Białostocki „Jack Sparrow” na sprzedaż. Zenek Martyniuk nie chce już dokładać do knajpy syna

Zenek Martyniuk. / foto: YouTube
Zenek Martyniuk. / foto: YouTube
REKLAMA

Syn Zenka Martyniuka znany jest głównie ze skandali, jakie wywołuje. Pod koniec grudnia media rozpisywały się na temat jego awantury z ciężarną żoną, której nie chciał wpuścić do domu. Ewelina musiała uciec do rodzinnych Rusocic. Daniel M. obrażał ją później w internecie. Teraz na jaw wychodzą kolejne skandaliczne fakty dotyczące syna Zenka Martyniuka.

Na początku lutego „król disco polo” zdecydował się wystawić na sprzedaż swoją dobrze prosperującą restaurację „Jack Sparrow” w Białymstoku. Jednak, jak informuje fakt.pl, do tej pory nie udało się znaleźć nabywcy.

REKLAMA

O problemach z prowadzeniem rodzinnego lokalu Martyniuków wiadomo było już pod koniec stycznia. Okazuje się, że „Jack Sparrow” został zamknięty, „głównie przez ekscesy Daniela” – jak mówił w rozmowie z „Faktem” były pracownik restauracji.

Zenek nie chciał już dokładać do tej knajpy. Daniel ciągle wyciągał pieniądze. Jako właściciel miał dostęp do firmowej karty kredytowej i wszędzie nią płacił. Nie było pieniędzy na faktury, wypłaty i trzeba było zamknąć biznes – dodawał.

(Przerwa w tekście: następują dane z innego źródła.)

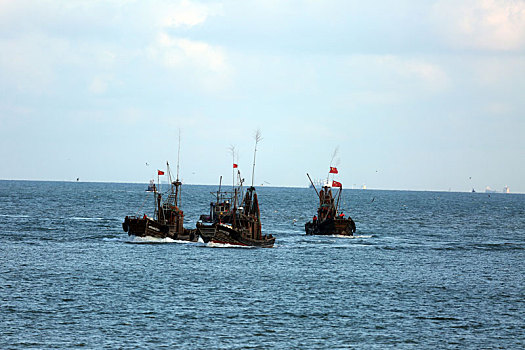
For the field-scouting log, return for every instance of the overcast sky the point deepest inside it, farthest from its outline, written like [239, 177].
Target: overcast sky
[423, 95]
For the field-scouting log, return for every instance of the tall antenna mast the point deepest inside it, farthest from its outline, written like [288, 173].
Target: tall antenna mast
[232, 151]
[334, 154]
[257, 137]
[178, 158]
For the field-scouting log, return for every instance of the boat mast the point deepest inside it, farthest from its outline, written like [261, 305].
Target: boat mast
[313, 186]
[177, 182]
[257, 137]
[338, 197]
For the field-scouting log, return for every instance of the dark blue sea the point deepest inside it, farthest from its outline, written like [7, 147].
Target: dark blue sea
[425, 270]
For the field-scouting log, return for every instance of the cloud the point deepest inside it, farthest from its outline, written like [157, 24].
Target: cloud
[192, 60]
[482, 24]
[186, 14]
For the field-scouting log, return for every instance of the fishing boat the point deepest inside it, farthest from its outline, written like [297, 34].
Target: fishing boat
[151, 186]
[235, 222]
[329, 221]
[168, 218]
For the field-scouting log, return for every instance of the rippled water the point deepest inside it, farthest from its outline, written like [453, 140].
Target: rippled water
[426, 269]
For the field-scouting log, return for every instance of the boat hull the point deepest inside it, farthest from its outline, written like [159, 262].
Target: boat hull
[225, 234]
[147, 227]
[339, 226]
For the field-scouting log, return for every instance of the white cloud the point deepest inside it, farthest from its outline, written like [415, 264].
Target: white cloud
[482, 24]
[193, 59]
[186, 14]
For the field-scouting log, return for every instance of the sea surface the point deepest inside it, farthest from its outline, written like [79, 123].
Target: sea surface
[425, 270]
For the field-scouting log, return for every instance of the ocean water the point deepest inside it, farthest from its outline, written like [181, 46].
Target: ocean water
[425, 270]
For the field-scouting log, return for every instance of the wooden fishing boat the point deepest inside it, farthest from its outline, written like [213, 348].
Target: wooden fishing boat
[329, 221]
[168, 217]
[232, 222]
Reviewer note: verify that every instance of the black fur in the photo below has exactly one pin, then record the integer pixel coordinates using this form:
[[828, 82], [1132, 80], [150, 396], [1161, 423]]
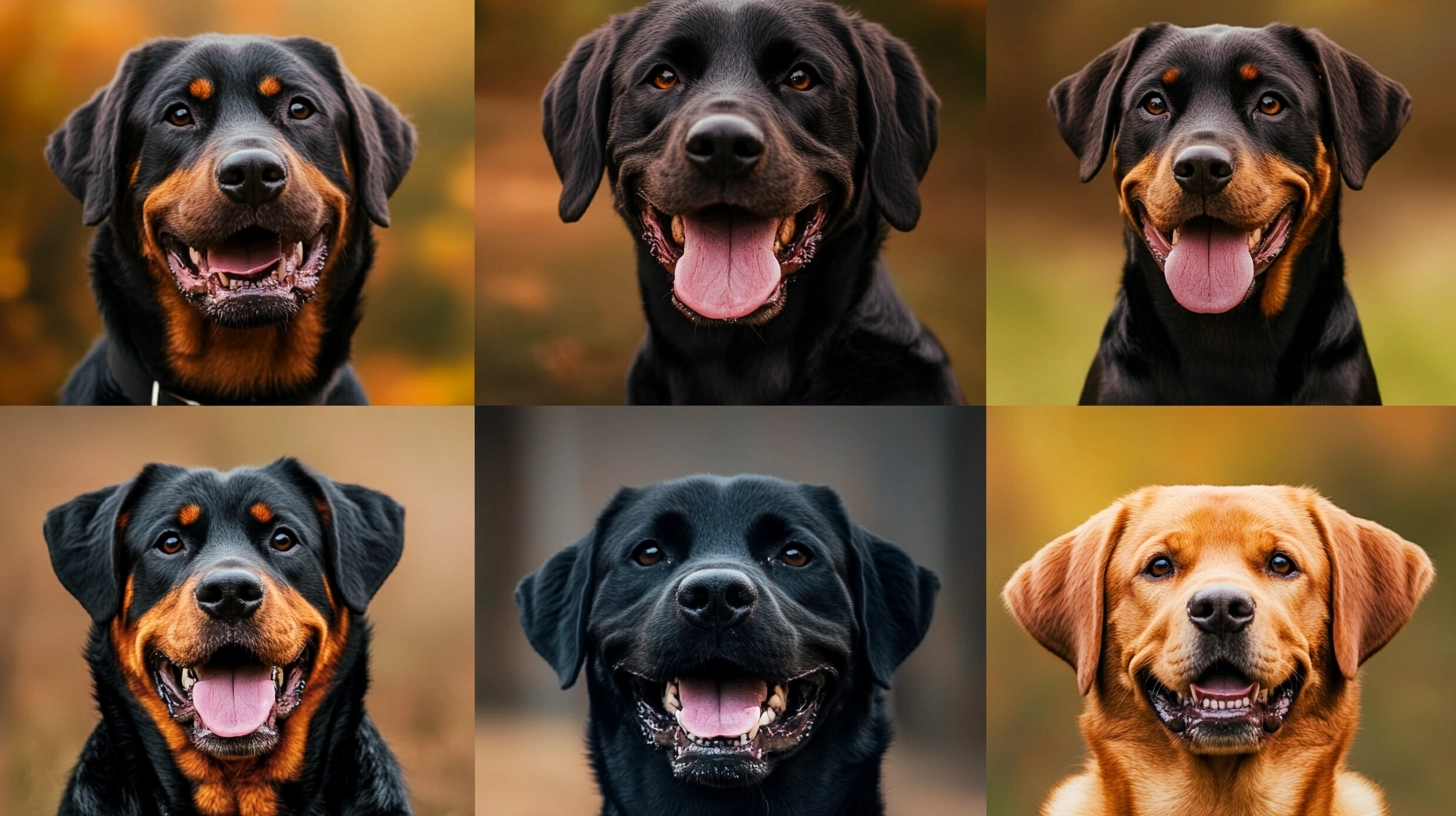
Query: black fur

Zyski, jakie przynosił lokal, nie były wcale małe. Średnie wpływy restauracji na początku działalności miały wynieść od 70 do 100 tys. zł miesięcznie.

Żona Zenka Martyniuka potwierdziła, że lokal jest zamknięty. Jak tłumaczyła, trwa remanent. Na drzwiach restauracji wisiała kartka informująca, że obiekt jest nieczynny.

Zenek Martyniuk na swoim Facebooku informował, że lokal jest na sprzedaż.

„Sprzedam dobrze prosperujący PUB w centrum miasta Białystok wraz z pełnym wyposażeniem” – pisał lider zespołu Akcent, podając numer kontaktowy. Wówczas cena za restaurację wyniosła okrągły milion złotych. Teraz okazało się jednak, że rodzina Martyniuków musiała zejść z ceny.

Dziś koszt zakupu „Jacka Sparrowa” wynosi 750 tys. zł. Do tego należy doliczyć koszty związane z funkcjonowaniem restauracji oraz wynagrodzenia dla ok. 15 zatrudnionych tam pracowników.

Jak wyjaśniał były pracownik lokalu, początkowa cena była „horrendalna”. – Przecież nikt nie dałby za ten lokal miliona złotych – mówił.

„Jack Sparrow” znajduje się w centrum Białegostoku przy ul. Sienkiewicza. Lokal został otwarty w grudniu 2017 roku i aż do zamknięcia cieszył się dużą popularnością. W menu znajdowała się kuchnia śródziemnomorska połączona z elementami polskiej.